From: Crawford, Ben <bcrawford_at_sohs.school.nz>
Date: Tue, 1 May 2012 18:12:34 +1200

Good Day,

I am running squid 2.7 (although switching to squid 3 is likely to
happen soon) on our local school internal proxy (Ubuntu) that is
behind a larger network proxy (which I don't have control over).

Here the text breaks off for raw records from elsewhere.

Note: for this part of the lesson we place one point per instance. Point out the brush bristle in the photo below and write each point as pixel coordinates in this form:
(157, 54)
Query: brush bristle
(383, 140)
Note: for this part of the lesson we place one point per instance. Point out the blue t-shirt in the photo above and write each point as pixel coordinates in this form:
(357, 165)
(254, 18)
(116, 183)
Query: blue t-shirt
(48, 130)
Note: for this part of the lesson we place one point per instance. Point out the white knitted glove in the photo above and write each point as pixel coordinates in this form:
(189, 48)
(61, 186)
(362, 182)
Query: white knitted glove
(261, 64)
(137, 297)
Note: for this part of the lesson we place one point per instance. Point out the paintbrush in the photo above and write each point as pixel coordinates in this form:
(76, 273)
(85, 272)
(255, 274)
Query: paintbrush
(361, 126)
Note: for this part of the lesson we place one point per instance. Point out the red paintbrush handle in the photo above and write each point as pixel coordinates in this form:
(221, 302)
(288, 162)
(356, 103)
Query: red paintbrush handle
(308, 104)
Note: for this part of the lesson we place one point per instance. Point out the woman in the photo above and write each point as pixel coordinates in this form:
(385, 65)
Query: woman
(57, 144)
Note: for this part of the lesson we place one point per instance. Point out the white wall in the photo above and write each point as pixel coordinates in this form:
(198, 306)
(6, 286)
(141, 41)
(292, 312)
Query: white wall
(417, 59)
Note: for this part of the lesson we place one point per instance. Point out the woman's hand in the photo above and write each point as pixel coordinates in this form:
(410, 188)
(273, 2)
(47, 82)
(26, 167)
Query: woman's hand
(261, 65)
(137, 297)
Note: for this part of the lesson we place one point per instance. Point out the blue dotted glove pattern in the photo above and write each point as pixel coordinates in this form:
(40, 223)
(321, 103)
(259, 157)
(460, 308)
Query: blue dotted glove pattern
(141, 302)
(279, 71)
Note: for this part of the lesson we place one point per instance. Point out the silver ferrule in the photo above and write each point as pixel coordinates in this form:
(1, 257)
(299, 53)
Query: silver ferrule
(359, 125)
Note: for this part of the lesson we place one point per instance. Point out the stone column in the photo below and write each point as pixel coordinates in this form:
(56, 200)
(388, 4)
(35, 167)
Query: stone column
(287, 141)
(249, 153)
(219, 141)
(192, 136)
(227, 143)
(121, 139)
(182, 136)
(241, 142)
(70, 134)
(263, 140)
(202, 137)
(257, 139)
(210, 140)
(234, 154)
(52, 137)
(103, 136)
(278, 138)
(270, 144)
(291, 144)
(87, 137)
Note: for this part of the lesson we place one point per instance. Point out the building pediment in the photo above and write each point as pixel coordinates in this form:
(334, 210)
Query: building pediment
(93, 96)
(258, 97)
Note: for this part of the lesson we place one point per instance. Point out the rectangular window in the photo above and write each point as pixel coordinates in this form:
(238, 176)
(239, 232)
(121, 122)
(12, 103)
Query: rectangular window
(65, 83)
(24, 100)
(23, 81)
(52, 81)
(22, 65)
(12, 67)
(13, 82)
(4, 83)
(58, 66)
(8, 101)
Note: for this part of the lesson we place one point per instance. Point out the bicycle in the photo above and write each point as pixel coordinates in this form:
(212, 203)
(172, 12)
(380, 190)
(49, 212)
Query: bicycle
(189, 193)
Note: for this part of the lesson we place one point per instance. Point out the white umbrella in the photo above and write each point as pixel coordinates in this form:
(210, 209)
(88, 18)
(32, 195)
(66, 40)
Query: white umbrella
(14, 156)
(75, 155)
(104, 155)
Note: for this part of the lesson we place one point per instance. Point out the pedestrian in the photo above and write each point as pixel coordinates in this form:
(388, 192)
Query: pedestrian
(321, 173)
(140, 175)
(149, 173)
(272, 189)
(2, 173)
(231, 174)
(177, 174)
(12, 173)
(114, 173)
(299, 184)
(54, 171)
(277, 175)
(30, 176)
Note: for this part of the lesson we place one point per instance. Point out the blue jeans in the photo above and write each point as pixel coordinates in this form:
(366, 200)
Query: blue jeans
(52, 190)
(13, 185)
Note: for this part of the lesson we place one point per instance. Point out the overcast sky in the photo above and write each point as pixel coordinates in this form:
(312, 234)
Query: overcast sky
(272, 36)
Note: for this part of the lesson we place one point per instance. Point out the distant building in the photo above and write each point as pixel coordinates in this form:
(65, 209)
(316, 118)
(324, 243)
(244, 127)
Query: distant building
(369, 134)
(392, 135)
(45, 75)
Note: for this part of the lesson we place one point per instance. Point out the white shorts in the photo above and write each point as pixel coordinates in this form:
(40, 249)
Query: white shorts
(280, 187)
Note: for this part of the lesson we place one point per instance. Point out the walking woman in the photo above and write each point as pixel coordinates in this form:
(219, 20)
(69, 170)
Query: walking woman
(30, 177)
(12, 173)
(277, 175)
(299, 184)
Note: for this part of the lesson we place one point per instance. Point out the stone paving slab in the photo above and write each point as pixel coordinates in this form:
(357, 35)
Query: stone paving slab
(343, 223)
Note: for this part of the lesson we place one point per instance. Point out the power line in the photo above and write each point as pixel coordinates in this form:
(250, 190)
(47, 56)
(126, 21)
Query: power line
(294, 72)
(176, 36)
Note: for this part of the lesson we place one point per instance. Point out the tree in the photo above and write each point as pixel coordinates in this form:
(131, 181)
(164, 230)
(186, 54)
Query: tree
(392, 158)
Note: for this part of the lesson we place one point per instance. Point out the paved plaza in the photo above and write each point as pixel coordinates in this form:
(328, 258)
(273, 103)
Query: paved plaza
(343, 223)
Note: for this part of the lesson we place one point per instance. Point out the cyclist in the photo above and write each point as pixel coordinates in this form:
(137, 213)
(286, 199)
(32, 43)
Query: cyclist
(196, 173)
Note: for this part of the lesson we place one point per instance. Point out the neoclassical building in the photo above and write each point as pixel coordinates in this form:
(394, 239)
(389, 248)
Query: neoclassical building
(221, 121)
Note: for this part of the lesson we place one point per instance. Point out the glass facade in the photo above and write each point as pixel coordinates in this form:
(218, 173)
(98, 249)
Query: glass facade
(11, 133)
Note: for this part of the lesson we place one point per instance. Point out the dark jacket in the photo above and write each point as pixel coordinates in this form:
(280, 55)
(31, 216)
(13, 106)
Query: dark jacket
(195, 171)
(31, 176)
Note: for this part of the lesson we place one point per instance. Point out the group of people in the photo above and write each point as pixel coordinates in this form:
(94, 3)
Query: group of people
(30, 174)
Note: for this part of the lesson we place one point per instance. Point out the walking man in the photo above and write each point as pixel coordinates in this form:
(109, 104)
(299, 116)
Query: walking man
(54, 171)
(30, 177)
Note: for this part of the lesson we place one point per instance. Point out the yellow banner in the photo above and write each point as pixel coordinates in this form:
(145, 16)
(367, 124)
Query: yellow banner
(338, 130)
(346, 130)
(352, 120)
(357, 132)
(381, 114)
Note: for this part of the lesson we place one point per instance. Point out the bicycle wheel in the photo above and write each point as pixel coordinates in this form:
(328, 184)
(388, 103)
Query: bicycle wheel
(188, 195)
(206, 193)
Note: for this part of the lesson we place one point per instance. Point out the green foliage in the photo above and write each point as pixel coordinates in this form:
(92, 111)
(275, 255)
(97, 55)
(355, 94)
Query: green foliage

We have started allowing students to access our wireless network as the
proliferation of smart phones, tablets and laptops has been steadily
increasing.

The problem is Andorid does not play nice with proxies that require
authentication. I had an idea of a way around this that would still tie
things to the individual logins. The solution I have been looking at
is to either bind the http_port or MAC address (through arp) to a
specific cache peer. Here is what I was thinking:

Either:
http_port 123 name=student1_port
cache_peer 10.x.x.x parent 3128 no-query login=user:my_pass name=student1_peer
cache_peer_access student1_peer allow student1_port

Or:
cache_peer 10.x.x.x parent 3128 no-query login=user:my_pass name=student1_peer
acl student1_mac arp 01:01:01:01:01:01
cache_peer_access student1_peer allow student1_mac

I was hoping that one of these solutions would allow me to point at the
local proxy and avoid having to provide details for the upstream proxy
which requires authentication (basic auth - which I continue to rail
against). However, no such luck just yet.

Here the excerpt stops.